Однолюб (Богатырева) - страница 32

Поднявшись по лестнице, он постоял у двери, пытаясь отдышаться. Нужно успокоиться, предстать серьезным и уверенным в себе человеком. Нужно дать им понять, что Люсино будущее в надежных мужских руках. Слишком стучит сердце, мешает думать. Успокоить дыхание не получилось. Он позвонил. Открыла ее мама. Он держал букет прямо перед собой, смотрел торжественно. В любом другом случае он сказал бы – глупо. Но сегодня был случай особый.

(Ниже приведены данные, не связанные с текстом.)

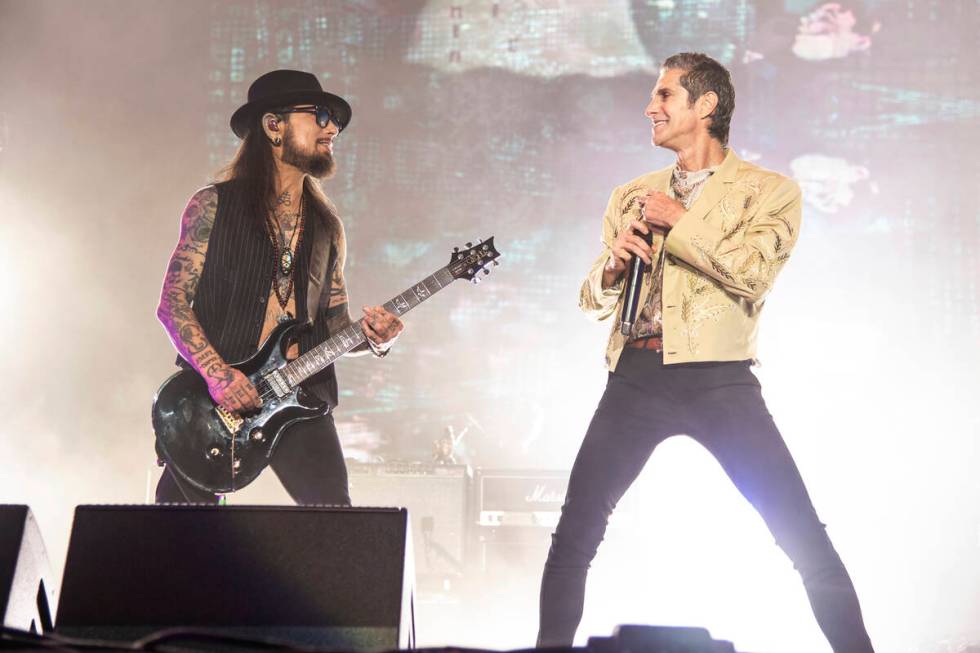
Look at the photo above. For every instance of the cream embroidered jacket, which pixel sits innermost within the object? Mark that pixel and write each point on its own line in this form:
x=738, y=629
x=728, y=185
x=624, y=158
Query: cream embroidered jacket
x=721, y=259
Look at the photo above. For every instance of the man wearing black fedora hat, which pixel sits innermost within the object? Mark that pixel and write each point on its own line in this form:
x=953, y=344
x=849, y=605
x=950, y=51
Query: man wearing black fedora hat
x=261, y=246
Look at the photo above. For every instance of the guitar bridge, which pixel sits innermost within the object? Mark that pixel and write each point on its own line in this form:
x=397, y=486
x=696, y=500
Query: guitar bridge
x=231, y=421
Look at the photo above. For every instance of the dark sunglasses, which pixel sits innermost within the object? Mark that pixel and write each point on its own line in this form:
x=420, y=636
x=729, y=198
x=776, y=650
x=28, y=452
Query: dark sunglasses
x=323, y=115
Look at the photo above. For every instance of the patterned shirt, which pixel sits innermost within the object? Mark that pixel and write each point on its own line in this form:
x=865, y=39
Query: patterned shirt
x=685, y=187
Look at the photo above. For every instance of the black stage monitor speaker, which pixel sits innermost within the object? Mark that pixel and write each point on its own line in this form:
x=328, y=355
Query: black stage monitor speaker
x=27, y=597
x=314, y=576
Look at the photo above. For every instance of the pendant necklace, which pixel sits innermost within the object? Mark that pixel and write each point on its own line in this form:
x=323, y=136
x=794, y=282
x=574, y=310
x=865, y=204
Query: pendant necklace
x=283, y=257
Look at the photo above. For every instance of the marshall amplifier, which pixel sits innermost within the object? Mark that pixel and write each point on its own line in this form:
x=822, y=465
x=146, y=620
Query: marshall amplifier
x=520, y=497
x=437, y=499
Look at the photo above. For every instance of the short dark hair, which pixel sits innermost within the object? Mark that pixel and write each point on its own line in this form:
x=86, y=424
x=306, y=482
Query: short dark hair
x=703, y=74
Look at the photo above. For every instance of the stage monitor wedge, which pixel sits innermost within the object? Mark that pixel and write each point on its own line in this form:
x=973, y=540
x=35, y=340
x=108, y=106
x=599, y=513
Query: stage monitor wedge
x=315, y=576
x=27, y=595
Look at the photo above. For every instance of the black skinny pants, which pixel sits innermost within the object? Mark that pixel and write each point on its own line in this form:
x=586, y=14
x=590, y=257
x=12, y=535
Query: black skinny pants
x=308, y=459
x=719, y=405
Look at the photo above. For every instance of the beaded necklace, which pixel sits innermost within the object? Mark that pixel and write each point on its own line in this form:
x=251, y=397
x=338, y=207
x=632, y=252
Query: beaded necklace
x=283, y=256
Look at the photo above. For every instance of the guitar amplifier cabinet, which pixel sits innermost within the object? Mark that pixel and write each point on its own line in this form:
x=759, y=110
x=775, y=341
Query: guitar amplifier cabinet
x=319, y=577
x=520, y=498
x=437, y=499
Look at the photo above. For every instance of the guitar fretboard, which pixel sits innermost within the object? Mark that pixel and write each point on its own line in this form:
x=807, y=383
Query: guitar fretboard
x=324, y=354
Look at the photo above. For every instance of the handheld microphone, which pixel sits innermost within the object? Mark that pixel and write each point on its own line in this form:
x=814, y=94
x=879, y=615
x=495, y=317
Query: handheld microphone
x=633, y=283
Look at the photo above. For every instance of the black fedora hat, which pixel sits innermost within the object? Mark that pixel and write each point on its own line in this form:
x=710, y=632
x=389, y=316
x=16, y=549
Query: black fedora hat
x=283, y=88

И когда ее мама сказала, что ее нет, что она уехала, он как-то буднично извинился и сразу же побежал вниз по ступенькам. Она закрыла дверь, а он спустился еще на пролет и замер. Он вдруг понял, что произошло. И еще подумал о том, что с самого начала не верил в ее «да», в возможность такого огромного счастья. Не верил и боялся, что произойдет самое страшное. И вот самое страшное произошло.

И вдруг накатила такая ужасная слабость. Слабость и тошнота. Неужели она посмеялась над ним, а он даже не заметил, счастливый дурак? Даже не почувствовал подвоха. «Да», «да», «да» —

прокрутила память ее ответ. Ее честные глаза с маленькими оранжевыми брызгами. Так не лгут. А если лгут, то не такие, как она. В голове стоял туман. Он на ощупь добрел до порога своей квартиры, войдя, уронил цветы на пол и упал на кровать.

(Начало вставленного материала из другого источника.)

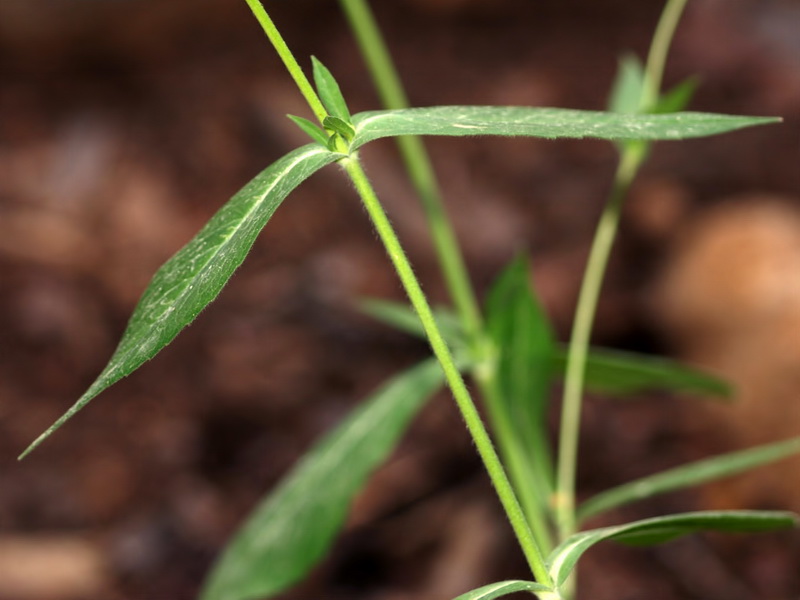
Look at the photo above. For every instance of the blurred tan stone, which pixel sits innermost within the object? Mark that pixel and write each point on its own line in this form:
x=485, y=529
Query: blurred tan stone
x=730, y=300
x=40, y=568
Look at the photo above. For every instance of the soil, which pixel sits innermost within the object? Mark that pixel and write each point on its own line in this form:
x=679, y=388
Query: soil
x=125, y=125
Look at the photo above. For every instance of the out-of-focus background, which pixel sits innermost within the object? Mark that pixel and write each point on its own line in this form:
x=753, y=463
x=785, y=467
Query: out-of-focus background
x=124, y=124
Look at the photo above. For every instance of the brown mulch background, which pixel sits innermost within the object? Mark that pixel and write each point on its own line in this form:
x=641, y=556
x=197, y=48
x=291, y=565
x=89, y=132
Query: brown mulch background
x=124, y=124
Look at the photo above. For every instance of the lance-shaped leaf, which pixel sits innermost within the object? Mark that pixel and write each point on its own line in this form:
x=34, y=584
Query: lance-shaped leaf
x=192, y=278
x=621, y=373
x=524, y=339
x=329, y=91
x=294, y=526
x=543, y=122
x=562, y=560
x=689, y=475
x=607, y=371
x=504, y=588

Мать разбудила его, вернувшись с работы. Первая мысль возвращающегося сознания: то, что случилось, – страшный сон. Но мама держала в руках букет, ее беспокойный взгляд и нервно теребящие кончик пояска руки выдавали – не сон. Все правда. Значит, неправдой было то «да» на крыльце.

Он очень хотел оставаться сильным. К тому же – мама… Она ничего не знала, и к чему же ее волновать теперь, когда ей уже не о чем волноваться. У мамы в глазах стояли слезы. Он хотел улыбнуться и сказать ей, что все в порядке. Хотел быть настоящим мужчиной, сказать ей весело и беззаботно, что все в порядке, не пугайся, обнять ее, вытереть слезы. Ведь он мужик, в конце концов.

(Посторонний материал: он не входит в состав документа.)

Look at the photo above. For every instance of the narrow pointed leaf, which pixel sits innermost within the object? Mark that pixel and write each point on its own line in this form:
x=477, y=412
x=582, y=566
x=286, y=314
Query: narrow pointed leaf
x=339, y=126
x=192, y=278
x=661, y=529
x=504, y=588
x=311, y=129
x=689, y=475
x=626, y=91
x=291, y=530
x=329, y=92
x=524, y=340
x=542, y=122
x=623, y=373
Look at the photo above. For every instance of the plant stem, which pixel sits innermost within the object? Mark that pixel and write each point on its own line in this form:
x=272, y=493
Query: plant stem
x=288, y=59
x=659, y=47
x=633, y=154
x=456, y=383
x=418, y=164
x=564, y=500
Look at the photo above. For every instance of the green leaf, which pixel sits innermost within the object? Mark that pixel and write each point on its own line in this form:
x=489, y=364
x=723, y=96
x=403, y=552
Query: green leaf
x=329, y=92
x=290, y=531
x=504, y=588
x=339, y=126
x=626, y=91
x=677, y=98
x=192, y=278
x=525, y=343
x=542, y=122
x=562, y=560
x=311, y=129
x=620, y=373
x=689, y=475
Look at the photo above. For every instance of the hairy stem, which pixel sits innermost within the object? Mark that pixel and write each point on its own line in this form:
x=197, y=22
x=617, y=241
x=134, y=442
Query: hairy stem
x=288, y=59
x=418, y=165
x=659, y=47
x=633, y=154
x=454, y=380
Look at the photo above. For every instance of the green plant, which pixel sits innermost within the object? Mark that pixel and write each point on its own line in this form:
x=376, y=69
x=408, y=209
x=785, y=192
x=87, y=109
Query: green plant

Но он не сумел. Рыдания скрутили его, сжали горло, воздух иссяк, слезы потопили остатки воли, а из горла вырывались хрипы и стоны. Это было не стыдно, это было страшно. Мама заметалась. Зачем-то схватила стакан, но воду ему не донесла, расплескала на ковер. Подбежала к телефону, сняла трубку, бросила на рычаг… У мамы лучше получилось быть сильной. Потоптавшись рядом, она села возле него и стала неловко гладить по голове своего взрослого сына. И от этого он только громче захлебывался страшными мужскими рыданиями…

Следующий день наступил необыкновенно тихо. Мир был нем, даже часы в гостиной не тикали. Звуки потонули в вязком и густом, как мед, отчаянии. Он лежал и смотрел в потолок. Не разговаривал даже сам с собой. Ни мыслей, ни желаний, ничего. Так продолжалось несколько дней. А потом в его комнату вошла Марина. Осторожно, как-то боком. Прислонилась спиной к стене. Он смотрел на Марину и медленно соображал… Ну конечно же! Она принесла записку. В ней все объясняется. Весь этот кошмар. Он поедет к ней. Сейчас же, сию же минуту… В мир вернулись звуки. Он все тряс и тряс Марину за плечи, пока она не всхлипнула. Тогда только Виктор очнулся. Нет, Марина ничего не принесла ему, и она сама не знает, почему все так получилось. Она пришла посочувствовать…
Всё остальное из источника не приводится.